Today the economy of the state is centered around cattle ranching, agriculture, rubber and Brazil nuts. Rubber, the product which brought hundreds of people from the North East region of Brazil to colonise the territory, is still important, being one of the principal export items of the state, along with timber and Brazil nuts. Acre has a free trade area in Brasiléia, 230 kilometres from Rio Branco, on the frontier with Bolivia. Apart from its economic importance, the town’s other attraction is the beauty of its majestic Brazil nut trees.

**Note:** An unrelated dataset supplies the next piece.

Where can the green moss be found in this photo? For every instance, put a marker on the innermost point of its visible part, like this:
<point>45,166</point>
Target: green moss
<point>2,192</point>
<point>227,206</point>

The Federal Government has defined and regulated several areas devoted to rubber tapping, among which that in Juruá, which carries the name of Chico Mendes. There is also in the state the Colônia Agrícola 5000, a community of the followers of the Santo Daime sect, whose principal ritual is the consumption of a tea made from a herb called ayauhasca. Drunk for centuries by the Indians of the Amazonian parts of Peru and Colombia, the herb is the origin of the sect. Ayauhasca is a kind of liana and is soaked and then boiled until it becomes a tea which, according to many of those who have drunk it, produces visions. There is much controversy about its effects. For many people it is an hallucinogenic drug, for others it is nothing more than a harmless tea, used in rituals and for treating various illnesses. In Brazil it is called Santo Daime because the founder of the sect, Raimundo Irineu Serra, used to pray using the words “dai-me força, dai-me luz” (give me strength, give me light).